У Валлерстайна собственная версия К-волн. Он считает, что последний подъем (в производстве) начался в 1945 году и достиг пика в 1967–1973 годах. Это представляется верным в отношении экономики западных стран, но это скорее было следствием окончания Второй мировой войны, послужившего внешним экономическим стимулом, нежели циклического развития, внутренне присущего капиталистической экономике. В результате соглашения, достигнутого сначала между Великобританией и Соединенными Штатами, а затем и со всеми американскими союзниками, был установлен глобальный регулируемый капитализм. Он быстро достиг процветания благодаря отложенному потребительскому спросу, вынужденно ограниченному во время войны, в сочетании с техническими новинками военного времени. Так начался беспрецедентный «золотой век» экономического роста, превосходящего все прежние достижения и охватившего практически весь мир. В следующем периоде, приблизительно с 1973 года, экономика Запада пребывала в относительном застое. Подъем должен был начаться в 2000 году, но он не начался и спустя десятилетие. Однако заметим, что для значительной части мира бум продолжался и после того, как Запад дал сбой. В некоторых странах подъем продолжается до сих пор. Сначала Япония, затем страны Восточной Азии, Китай, Индия, а следом и все прочие страны БРИК испытали периоды настоящего бума. К-волны вызывают споры и сомнения даже среди экономистов, изучающих Запад. В отношении же остального мира они просто лишены смысла.
Подъемы и спады неизбежны при капитализме. Вполне возможно, что после долгого подъема игроки становятся слишком самонадеянными, что приводит к более жесткому падению. Это и случилось с банкирами и покупателями жилой недвижимости в первом десятилетии XXI века. Но о сколь-нибудь четких и повторяющихся закономерностях говорить очень сложно, а действительно глобальные закономерности встречаются крайне редко. И все же возможно, что прошлые кризисы могут дать нам определенное представление о будущем кризисе капитализма. Будучи сторонником построения теории на тщательном эмпирическом исследовании, я обращаюсь к двум наиболее глубоким и хорошо документированным кризисам в истории капитализма — к Великой депрессии и нынешней Великой рецессии[6]
.Великая депрессия, год 1929-й
Оба кризиса имели множество причин.

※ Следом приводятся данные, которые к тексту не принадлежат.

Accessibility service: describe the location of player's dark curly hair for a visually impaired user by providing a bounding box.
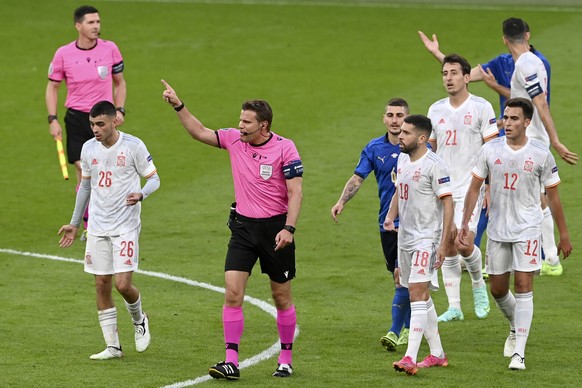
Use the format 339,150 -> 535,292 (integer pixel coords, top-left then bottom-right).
505,98 -> 534,120
242,100 -> 273,130
502,18 -> 529,43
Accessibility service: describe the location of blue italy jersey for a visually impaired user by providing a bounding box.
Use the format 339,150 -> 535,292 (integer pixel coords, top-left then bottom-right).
354,135 -> 400,232
481,46 -> 551,117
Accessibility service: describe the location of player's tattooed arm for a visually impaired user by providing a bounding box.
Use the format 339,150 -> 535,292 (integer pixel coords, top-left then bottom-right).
331,174 -> 364,222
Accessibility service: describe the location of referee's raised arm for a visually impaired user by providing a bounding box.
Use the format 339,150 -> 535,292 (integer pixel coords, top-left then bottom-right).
161,80 -> 218,147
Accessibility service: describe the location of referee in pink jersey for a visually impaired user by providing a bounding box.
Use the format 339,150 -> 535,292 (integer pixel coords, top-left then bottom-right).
162,80 -> 303,380
45,5 -> 126,236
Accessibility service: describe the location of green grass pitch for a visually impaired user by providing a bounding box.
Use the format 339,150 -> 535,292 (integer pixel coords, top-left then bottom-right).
0,0 -> 582,387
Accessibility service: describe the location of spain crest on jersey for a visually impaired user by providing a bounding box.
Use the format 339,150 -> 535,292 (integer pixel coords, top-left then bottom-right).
261,164 -> 273,180
412,170 -> 422,182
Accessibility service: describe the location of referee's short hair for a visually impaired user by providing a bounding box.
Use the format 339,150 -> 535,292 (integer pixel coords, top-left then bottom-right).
505,98 -> 534,120
241,100 -> 273,130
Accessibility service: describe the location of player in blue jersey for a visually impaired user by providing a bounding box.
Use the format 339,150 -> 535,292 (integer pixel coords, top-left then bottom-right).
418,21 -> 562,277
331,98 -> 410,351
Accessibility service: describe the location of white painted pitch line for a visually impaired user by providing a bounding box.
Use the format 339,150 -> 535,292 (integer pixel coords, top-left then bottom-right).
0,248 -> 299,388
97,0 -> 582,13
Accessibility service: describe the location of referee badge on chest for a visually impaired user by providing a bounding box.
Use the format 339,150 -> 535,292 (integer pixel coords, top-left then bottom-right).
261,164 -> 273,180
97,66 -> 109,79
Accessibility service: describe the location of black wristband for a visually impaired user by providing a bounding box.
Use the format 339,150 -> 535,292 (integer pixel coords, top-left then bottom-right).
174,101 -> 184,112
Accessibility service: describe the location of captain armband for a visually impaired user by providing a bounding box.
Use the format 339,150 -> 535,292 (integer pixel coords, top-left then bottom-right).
283,160 -> 303,179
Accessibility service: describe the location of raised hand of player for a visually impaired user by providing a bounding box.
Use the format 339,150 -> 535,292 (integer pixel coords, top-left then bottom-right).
58,225 -> 79,248
275,229 -> 293,251
553,143 -> 578,165
418,31 -> 440,56
162,80 -> 182,108
331,203 -> 344,223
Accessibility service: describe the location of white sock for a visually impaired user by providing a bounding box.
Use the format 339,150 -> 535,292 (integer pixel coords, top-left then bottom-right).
125,294 -> 143,323
495,291 -> 516,331
424,297 -> 445,358
542,207 -> 560,265
515,292 -> 533,358
97,307 -> 121,349
461,245 -> 485,288
405,301 -> 427,363
441,255 -> 461,310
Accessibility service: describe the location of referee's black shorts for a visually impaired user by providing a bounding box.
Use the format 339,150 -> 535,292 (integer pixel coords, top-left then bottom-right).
224,214 -> 295,283
380,232 -> 398,273
65,108 -> 95,164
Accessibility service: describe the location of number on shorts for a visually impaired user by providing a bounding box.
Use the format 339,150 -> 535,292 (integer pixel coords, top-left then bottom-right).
119,241 -> 133,257
503,172 -> 517,190
524,240 -> 539,257
99,171 -> 112,187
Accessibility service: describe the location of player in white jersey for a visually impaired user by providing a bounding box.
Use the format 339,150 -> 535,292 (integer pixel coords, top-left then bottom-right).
459,98 -> 572,369
503,18 -> 578,275
428,54 -> 499,322
59,101 -> 160,360
384,115 -> 456,375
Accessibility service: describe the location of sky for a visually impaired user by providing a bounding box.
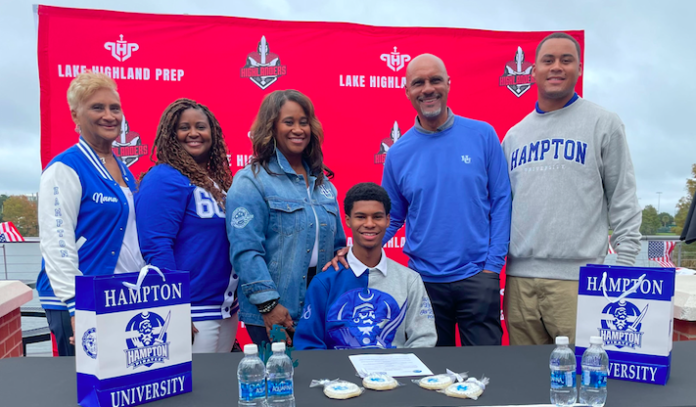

Вполне ожидаемо, в основном это были внутренние экономические причины, поскольку оба кризиса возникли из экономики, а капитализм все же обладает определенной долей «внутренней» логики. Но были также причины внеэкономического и порой довольно случайного характера. В обоих случаях кризис начался с какой-то серьезной проблемы, которая затем, шаг за шагом, превращалась в нечто большее, по мере того как «обнаруживала» и усиливала другие, прежде не замечавшиеся слабости, как экономические, так и внеэкономические. Так что все могло запросто обернуться иначе. По миру кризис ударил неравномерно. Экономики одних стран оказались практически не затронуты, другим удалось довольно быстро справиться с депрессией благодаря эффективной политике. Все это заставляет усомниться в существовании единой системной логики. К сожалению, это также снижает возможности предсказания экономических кризисов в будущем.
Великая депрессия началась с перепроизводства в сельском хозяйстве (отчасти из-за Первой мировой войны). Затем, как документально продемонстрировал Барри Эйхенгрин, депрессию необратимо усугубил подрыв международной валютной системы на основе золотого стандарта (преобладавшего в довоенный период), который теперь не могли поддерживать ни совместные усилия центральных банков великих держав, ни британская гегемония. По окончании войны отдельные страны предпринимали спорадические попытки возвращения к золотому стандарту, как правило нереально завышая курсы своих валют из соображений национальной гордости и в ущерб прагматике экономического анализа. Кризису также способствовали геополитические противоречия между Германией и Австрией с одной стороны и Францией, и Великобританией — с другой. Франция и Америка копили золото. Старые режимы сохраняли идеологическую приверженность laissez-faire; на фондовом рынке надувался пузырь; пока что не завершился переход от старых форм промышленного производства к новым. Все это в сумме снижало потенциал занятости в экономике. Вдобавок в Америке, где оказался эпицентр бури, Конгресс и Федеральная резервная система (ФРС) допустили серьезные политические просчеты под воздействием рыночного фундаментализма той эпохи, достигшего своего чудовищного апогея в так называемом ликвидационизме — принятии жестких мер экономии с целью ликвидации неэффективных фирм и целых отраслей промышленности, инвесторов и рабочих мест. Без любых двух-трех из перечисленных выше причин, нагромождавшихся друг на друга, происходившее можно было бы назвать «циклическим спадом». Но считать этот каскад неизбежным ни в коем случае нельзя.